Der Tesqire war ein Fürsprecher des Atopischen Tribunals, eine seiner Zungen, die mit großer Geduld und ausgesuchter Freundlichkeit für das Tribunal warb. Vetris fand ihn ... geschmeidig. Wendig. Ein durchaus angenehmer, kluger Gesprächspartner, angenehmer jedenfalls als die meisten Onryonen, auch wenn Vetris das niemals laut ausgesprochen hätte.
»Ich möchte zwei Dinge mit dir besprechen«, sagte Vetris.
»Ich freue mich darauf.«
»Wie du sicher weißt, findet am 12. Oktober die Zeremonie statt, während der ich den Zellaktivator umlegen werde. Ein großer Augenblick für das Neue Tamanium.«
»In der Tat.«
»Du weißt es also?«
»Selbstverständlich. Und ebenso selbstverständlich wird es ein großer Augenblick für die Tefroder und für dich persönlich werden.«
»Wird ein Atope bei diesem feierlichen Moment anwesend sein?«
Dhayqe reckte seinen langen Hals und neigte den Kopf ein wenig. »Ich fürchte, ich muss dich enttäuschen. Das lässt sich leider nicht einrichten. Sowohl der ehrenwerte Chuv als auch Richter Matan Addaru Dannoer sind anderweitig gebunden.«
»Schade. Ich hätte mich gefreut, die Bedeutung der Zeremonie durch eine solche Präsenz zu erhöhen. Zu gerne hätte ich einem Atopen Gastfreundschaft gewährt und ihn an diesem großen Augenblick teilhaben lassen.«
Der Tesqire strahlte. »Es wäre ein Gewinn für beide Seiten gewesen, zweifellos. Wie schön, dass du das so siehst. Die Anerkennung des Tribunals ist dir aber bereits gewiss. Schließlich hast du den Zellaktivator in letzter Instanz vom Tribunal erhalten. Der Anwesenheit eines Atopen bedarf es dazu nicht.«
»Ich verstehe«, sagte Vetris. Natürlich verstand er – auch das, was der Tesqire nicht ausgesprochen hatte. Politik war eine Kunst, die Vetris-Molaud bis ins Detail beherrschte – und Dhayqe offenbar genauso. Enttäuschende Nachrichten mussten stets positiv verpackt werden.
Umso mehr überraschten ihn die nächsten Worte seines Gastes im Kabinett.
»Aber wenn schon nicht an diesem Tag, so möchte der Atope Matan Addaru Dannoer das Helitas-System in nächster Zeit dennoch mit seinem Besuch beehren.«
Dannoer war der Richter, der Perry Rhodan und Bostich im spektakulären Prozess auf Terra zu fünfhundert Jahren Mobilitätsentzug verurteilt hatte. Ausgerechnet er wollte ihn aufsuchen?
»Eine Ehre«, sagte Vetris. Oder eine Gefahr? Der Tamaron hoffte nicht. »Ich sehe seinem Besuch mit Freude entgegen. Vielleicht kann ich mit ihm dann über den zweiten Punkt sprechen, der mir sehr am Herzen liegt.«
Dhayqes Hals reckte sich noch ein wenig mehr in die Länge. »Womöglich kann ich dir ja auch weiterhelfen.
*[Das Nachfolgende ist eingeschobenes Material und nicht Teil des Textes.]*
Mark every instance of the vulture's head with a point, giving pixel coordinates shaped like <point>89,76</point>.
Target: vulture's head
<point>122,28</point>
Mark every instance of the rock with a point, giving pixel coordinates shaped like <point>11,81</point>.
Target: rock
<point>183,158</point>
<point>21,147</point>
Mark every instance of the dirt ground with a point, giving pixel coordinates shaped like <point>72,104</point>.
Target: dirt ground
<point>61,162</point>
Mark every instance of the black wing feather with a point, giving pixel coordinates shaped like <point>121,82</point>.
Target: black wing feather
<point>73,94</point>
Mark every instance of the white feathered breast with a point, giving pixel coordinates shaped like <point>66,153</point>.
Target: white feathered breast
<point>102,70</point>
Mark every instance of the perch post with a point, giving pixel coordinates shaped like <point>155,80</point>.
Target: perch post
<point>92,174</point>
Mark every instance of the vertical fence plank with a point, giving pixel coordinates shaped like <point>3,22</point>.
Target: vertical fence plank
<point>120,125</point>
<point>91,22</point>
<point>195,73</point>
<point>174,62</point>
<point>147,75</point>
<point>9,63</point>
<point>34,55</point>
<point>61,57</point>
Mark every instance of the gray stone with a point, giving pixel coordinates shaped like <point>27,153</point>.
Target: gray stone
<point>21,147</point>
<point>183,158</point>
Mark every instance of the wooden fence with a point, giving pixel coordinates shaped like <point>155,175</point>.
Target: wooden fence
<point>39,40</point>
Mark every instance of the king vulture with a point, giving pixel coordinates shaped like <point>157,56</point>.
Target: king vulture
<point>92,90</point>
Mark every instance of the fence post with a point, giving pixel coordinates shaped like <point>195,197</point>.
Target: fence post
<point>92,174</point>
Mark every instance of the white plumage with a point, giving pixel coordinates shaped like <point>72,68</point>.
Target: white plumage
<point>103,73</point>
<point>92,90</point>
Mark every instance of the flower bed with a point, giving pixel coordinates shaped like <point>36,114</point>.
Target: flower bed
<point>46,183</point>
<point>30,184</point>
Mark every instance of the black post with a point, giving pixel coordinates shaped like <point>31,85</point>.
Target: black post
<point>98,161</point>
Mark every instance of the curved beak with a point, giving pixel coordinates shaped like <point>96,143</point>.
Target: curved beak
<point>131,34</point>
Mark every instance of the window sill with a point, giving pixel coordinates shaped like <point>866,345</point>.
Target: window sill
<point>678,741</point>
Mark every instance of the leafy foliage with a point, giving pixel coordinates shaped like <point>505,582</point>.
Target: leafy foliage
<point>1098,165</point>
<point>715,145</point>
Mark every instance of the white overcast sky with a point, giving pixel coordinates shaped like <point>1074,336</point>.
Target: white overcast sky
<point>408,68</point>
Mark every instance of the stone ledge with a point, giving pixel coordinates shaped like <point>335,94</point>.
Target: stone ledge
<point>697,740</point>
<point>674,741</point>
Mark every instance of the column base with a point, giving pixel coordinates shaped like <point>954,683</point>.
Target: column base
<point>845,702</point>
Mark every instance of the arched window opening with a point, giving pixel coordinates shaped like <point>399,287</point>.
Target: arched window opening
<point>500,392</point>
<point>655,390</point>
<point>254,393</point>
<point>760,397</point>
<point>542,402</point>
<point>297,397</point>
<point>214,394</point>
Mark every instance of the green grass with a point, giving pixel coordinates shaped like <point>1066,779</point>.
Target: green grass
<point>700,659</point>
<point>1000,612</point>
Worum geht es?«
Vetris schaute zu einem der vertikalen Aquarien an den Seitenwänden des Kabinetts, in denen sich seine Skorpione tummelten. Einer krabbelte gerade über die obere Kante des Glaszylinders, fiel zu Boden und huschte auf den Arbeitstisch zu. Falls Dhayqe sich dadurch beunruhigen ließ, zeigte er es nicht.
»Ich frage mich, warum man Luna nicht ins Helitas-System gebracht hat, wie es vorgesehen war«, sagte der Tamaron.